Wormtail slammed the door behind him and Draco came tripping back into the corridor, running toward the staircase, dressed in nothing but his trousers and shoes. Narcissa sprang from the piano bench, screeching his name and chasing him up the stairs, to the house's master suite. She was still calling after him as he flung open the lid of the jewelry box on her vanity, raking his fingers through sparkling chains and precious stones.
"Draco, darling, what do you need from there?" she said. "Let me help you. I'll give you anything. I want so badly to - "
"This, mother," he said, taking Snape's parchment from the pocket of his trousers and slamming it on the tabletop. "Sign this."
She was too frantic to read, scanning the paper from top to bottom without comprehension as he rifled through her jewelry. He stopped when he found what he was looking for: a simple platinum ring with a dark, clear emerald sunk into the band. He slid it onto his ring finger, to the first knuckle.
When he turned around, Snape was standing in the doorway.
"Professor, tell her to sign it," Draco said.
Snape conjured a quill and charmed the door shut behind himself - not that the house needed any help from him. "Madam, your son wishes to have your consent for him to engage in magic deemed too onerous for someone under-aged. He cannot continue without your written permission."
She blinked, suddenly more lucid than she'd been all day. "What kind of magic?"
"The only kind that will save me from the Dark Lord," Draco answered. "It's a corporeal love charm. And more than that, it's a matrimonial charm."
"Matrimony," she echoed. "But - but we have an agreement. We've had it for years. The Greengrass's little girl - "
Draco summoned one of his father's shirts from the cupboard to cover himself. "Mother, I won't live to honor that agreement. Perhaps none of us will. Not me, not you, and not," he paused, "not Father."
Narcissa's head turned slowly, with great pain toward Snape. Her eyes glistened with tears. "Severus?"

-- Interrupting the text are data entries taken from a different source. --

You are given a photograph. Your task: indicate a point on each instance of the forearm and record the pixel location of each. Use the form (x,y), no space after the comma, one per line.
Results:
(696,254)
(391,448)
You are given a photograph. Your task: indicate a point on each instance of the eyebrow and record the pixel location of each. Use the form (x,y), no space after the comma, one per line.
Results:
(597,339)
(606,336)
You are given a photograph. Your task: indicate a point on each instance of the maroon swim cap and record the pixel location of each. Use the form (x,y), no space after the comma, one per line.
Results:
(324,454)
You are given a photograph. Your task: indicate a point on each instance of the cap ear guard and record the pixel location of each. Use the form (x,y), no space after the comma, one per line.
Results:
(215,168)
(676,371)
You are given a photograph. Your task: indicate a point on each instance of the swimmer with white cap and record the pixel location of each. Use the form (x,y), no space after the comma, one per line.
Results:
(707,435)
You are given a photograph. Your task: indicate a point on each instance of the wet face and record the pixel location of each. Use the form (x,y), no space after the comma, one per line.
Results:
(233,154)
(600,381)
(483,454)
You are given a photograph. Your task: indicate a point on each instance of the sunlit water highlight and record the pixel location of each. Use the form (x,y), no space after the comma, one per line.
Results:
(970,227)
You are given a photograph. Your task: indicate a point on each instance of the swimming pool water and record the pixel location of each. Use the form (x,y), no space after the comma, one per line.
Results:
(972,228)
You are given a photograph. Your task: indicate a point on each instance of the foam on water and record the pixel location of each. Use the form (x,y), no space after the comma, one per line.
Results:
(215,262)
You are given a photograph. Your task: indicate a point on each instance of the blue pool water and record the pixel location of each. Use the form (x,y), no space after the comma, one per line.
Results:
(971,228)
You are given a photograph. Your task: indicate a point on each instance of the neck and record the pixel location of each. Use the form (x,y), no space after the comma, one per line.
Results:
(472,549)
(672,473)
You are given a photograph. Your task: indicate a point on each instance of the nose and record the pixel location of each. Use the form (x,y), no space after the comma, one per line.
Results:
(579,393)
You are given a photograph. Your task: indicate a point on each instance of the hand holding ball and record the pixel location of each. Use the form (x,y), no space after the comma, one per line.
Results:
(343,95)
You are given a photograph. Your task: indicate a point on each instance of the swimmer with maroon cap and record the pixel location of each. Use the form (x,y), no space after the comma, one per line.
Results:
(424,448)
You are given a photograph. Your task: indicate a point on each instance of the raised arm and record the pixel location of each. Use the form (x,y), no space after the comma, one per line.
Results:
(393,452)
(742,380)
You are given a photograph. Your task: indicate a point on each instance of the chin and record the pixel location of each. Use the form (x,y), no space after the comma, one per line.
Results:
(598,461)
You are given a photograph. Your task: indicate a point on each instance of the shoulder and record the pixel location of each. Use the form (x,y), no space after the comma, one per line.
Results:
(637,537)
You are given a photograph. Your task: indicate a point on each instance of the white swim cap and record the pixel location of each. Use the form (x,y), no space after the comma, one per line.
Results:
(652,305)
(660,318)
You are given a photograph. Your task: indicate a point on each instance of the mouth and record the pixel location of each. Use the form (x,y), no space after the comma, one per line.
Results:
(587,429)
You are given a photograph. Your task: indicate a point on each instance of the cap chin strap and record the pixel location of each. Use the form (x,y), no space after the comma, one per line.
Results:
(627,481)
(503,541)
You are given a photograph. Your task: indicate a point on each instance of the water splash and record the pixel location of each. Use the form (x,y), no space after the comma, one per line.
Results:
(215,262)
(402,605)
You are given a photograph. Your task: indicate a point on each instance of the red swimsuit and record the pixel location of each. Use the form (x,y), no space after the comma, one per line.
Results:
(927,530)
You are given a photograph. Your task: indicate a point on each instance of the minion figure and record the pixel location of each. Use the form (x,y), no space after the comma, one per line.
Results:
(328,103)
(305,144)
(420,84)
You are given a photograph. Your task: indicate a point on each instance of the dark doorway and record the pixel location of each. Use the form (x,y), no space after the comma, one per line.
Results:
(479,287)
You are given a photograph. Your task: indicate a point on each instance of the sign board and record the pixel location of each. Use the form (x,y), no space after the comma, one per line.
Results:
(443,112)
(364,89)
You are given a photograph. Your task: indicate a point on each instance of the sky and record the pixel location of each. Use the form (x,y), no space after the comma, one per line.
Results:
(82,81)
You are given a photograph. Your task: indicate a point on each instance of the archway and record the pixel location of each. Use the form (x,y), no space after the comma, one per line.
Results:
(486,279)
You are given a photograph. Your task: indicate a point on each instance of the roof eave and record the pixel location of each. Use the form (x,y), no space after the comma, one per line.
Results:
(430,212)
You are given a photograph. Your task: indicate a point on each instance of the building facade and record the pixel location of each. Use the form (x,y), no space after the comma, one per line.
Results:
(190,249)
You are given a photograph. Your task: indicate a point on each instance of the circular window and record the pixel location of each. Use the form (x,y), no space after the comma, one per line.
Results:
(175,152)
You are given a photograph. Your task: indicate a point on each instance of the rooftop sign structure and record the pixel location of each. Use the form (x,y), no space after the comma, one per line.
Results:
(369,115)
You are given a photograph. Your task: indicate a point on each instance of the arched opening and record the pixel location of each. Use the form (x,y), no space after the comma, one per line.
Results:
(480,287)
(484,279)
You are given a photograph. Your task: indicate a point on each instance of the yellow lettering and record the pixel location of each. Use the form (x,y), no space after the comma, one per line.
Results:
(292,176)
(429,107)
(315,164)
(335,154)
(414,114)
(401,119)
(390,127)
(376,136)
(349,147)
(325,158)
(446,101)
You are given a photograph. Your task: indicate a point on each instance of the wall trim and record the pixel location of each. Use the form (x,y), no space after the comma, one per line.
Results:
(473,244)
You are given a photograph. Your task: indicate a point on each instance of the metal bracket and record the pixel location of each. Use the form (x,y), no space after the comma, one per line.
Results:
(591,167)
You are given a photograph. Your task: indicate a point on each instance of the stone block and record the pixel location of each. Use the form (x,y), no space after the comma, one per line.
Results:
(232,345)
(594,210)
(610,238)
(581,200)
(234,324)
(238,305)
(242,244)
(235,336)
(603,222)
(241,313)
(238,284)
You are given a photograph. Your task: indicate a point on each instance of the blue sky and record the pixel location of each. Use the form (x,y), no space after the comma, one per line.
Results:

He stepped forward, pressing the quill into her hand. "Your son is overwrought, but he is not wrong."
"Who is the girl in the matrimonial charm? Who is her family?"
Draco groaned. "It doesn't matter."
"It does!"
"You said you'd give me anything."
"Yes, but of course not - "
"Madam Malfoy," Snape shouted over both of them. "Narcissa, I advise you to sign it - and live."